In the United States, severe Covid-19 deaths have severely affected minorities and vulnerable groups. The risk of encouraging cattle immunity through coronavirus infection may isolate these marginalized communities from society because they may not be safe in a more permissive environment. Even worse, we run the risk of sacrificing their health in the name of achieving sufficient immunity to control the virus.
Soon, thanks to the vaccine, immunization of the herd will be a good thing
Fortunately, we now have a way to boost the immunity of cattle without the risk of infection: vaccines. Unlike the immunity conferred by actual viral infections, the immunity gained through vaccines will not bring the cost of disease and death. The vaccine is safe. Although they will not reverse the trend of this epidemic overnight, they will help end the epidemic.
We still need to do some hard waiting. The introduction of vaccines will be slow. Throughout 2020, “herd immunity” is used as a shorthand for “let the pandemic spread”. Some people also talk about the usual false wishful thinking. They say that herd immunity has been reached, or earlier than scientists say, or can be achieved without causing huge losses.
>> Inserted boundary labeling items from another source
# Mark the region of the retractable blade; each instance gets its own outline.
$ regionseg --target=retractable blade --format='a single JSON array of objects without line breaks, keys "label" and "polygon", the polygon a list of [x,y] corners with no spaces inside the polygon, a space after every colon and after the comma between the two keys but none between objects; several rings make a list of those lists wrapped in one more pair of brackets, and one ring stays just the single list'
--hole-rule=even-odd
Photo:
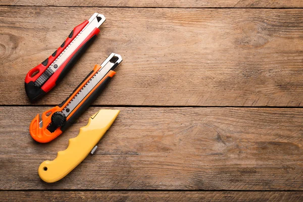
[{"label": "retractable blade", "polygon": [[112,53],[81,82],[61,104],[42,114],[32,121],[29,131],[32,137],[39,142],[48,142],[66,130],[101,93],[112,77],[116,67],[122,61],[120,55]]},{"label": "retractable blade", "polygon": [[25,77],[25,91],[31,102],[46,94],[69,71],[100,30],[103,15],[94,13],[88,20],[75,27],[52,55],[31,69]]},{"label": "retractable blade", "polygon": [[93,154],[99,142],[110,128],[120,111],[100,110],[88,120],[88,123],[80,129],[76,137],[70,139],[66,149],[58,152],[53,161],[42,163],[38,169],[44,181],[57,182],[69,173],[90,153]]}]

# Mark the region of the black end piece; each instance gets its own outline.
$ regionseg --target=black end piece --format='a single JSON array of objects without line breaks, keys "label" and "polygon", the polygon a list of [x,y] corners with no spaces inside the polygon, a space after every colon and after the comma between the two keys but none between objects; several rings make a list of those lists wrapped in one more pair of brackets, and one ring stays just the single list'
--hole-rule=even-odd
[{"label": "black end piece", "polygon": [[66,74],[70,71],[72,68],[74,64],[81,57],[81,56],[85,52],[86,49],[88,47],[89,45],[96,38],[96,35],[94,35],[91,38],[86,41],[83,45],[78,50],[78,51],[74,55],[74,56],[71,58],[70,61],[67,63],[64,68],[62,70],[62,71],[60,73],[58,78],[56,81],[56,85],[65,76]]},{"label": "black end piece", "polygon": [[25,83],[25,92],[31,102],[37,100],[46,94],[42,89],[37,87],[32,81],[30,81],[28,83]]},{"label": "black end piece", "polygon": [[102,18],[99,16],[97,16],[97,20],[98,22],[100,22],[100,20],[102,20]]},{"label": "black end piece", "polygon": [[108,83],[111,80],[111,78],[108,76],[105,80],[98,86],[97,88],[90,94],[85,101],[81,105],[78,110],[72,115],[72,116],[66,121],[64,125],[61,127],[62,131],[66,130],[89,107],[96,98],[102,92],[105,88]]},{"label": "black end piece", "polygon": [[42,64],[44,66],[46,66],[47,65],[47,63],[48,62],[48,58],[46,58],[45,60],[43,61],[41,64]]}]

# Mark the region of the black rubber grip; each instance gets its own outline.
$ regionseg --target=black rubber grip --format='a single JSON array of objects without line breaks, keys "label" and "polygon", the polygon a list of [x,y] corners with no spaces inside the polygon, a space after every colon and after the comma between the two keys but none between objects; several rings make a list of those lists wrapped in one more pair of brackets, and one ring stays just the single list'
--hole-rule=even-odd
[{"label": "black rubber grip", "polygon": [[87,78],[88,78],[88,77],[89,76],[89,75],[90,75],[93,72],[93,70],[92,70],[91,72],[89,72],[89,74],[88,74],[87,75],[87,76],[86,76],[86,77],[85,77],[85,78],[84,78],[84,79],[81,82],[81,83],[80,83],[80,84],[78,85],[78,86],[77,86],[77,87],[76,88],[75,88],[75,89],[74,90],[74,91],[73,91],[73,92],[72,92],[68,96],[68,97],[67,97],[66,98],[66,99],[65,99],[65,100],[64,101],[63,101],[62,103],[61,103],[61,104],[60,104],[59,105],[58,105],[58,106],[59,106],[60,107],[62,107],[63,106],[63,105],[64,105],[64,103],[65,103],[66,102],[66,101],[67,101],[67,100],[68,99],[69,99],[69,98],[71,97],[71,96],[72,96],[72,94],[74,94],[74,93],[78,89],[78,88],[79,88],[79,87],[85,81],[85,80],[86,80],[86,79]]},{"label": "black rubber grip", "polygon": [[31,102],[34,102],[40,97],[44,95],[46,93],[42,89],[37,87],[32,81],[28,83],[25,83],[25,92]]},{"label": "black rubber grip", "polygon": [[95,90],[89,95],[89,96],[86,98],[85,101],[81,105],[81,106],[71,117],[66,121],[65,124],[63,126],[61,127],[61,130],[62,131],[66,130],[76,120],[77,120],[79,117],[89,107],[89,106],[92,103],[92,102],[96,99],[96,98],[102,92],[103,90],[105,88],[108,83],[111,80],[111,78],[108,76],[104,81],[101,83]]},{"label": "black rubber grip", "polygon": [[87,41],[83,44],[83,45],[80,48],[79,48],[78,51],[75,53],[70,61],[68,61],[65,67],[64,67],[64,68],[63,68],[61,71],[61,73],[60,73],[60,74],[58,76],[58,78],[56,81],[56,85],[65,76],[66,74],[67,74],[67,73],[70,71],[76,62],[81,57],[81,56],[85,52],[86,49],[88,47],[89,45],[92,42],[92,41],[93,41],[96,36],[96,35],[94,35]]}]

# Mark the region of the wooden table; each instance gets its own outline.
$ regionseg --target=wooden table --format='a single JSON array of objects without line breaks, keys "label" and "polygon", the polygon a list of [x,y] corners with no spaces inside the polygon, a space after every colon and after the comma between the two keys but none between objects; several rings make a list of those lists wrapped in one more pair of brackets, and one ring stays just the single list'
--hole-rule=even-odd
[{"label": "wooden table", "polygon": [[[303,200],[303,1],[85,2],[0,2],[0,200]],[[27,72],[94,12],[100,34],[31,104]],[[34,141],[31,120],[112,52],[124,61],[93,106]],[[95,155],[40,180],[100,109],[121,113]]]}]

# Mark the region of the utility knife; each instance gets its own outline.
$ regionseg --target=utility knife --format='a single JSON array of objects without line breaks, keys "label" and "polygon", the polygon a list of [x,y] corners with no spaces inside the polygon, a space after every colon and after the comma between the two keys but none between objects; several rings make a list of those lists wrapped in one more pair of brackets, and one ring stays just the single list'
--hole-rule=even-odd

Yes, the economic constraints of the pandemic were and are still painful. But this is also true: the government could have provided more help.
Soon, as we jointly and safely move towards this goal through vaccines, cattle immunity will become good news. With the distribution of vaccines, herd immunization will develop in a controlled and ethical manner. The pandemic will abate.
And, don’t forget: the call to increase the immunity of the herd through infection is a terrible, terrible idea. We will not repeat it in the future.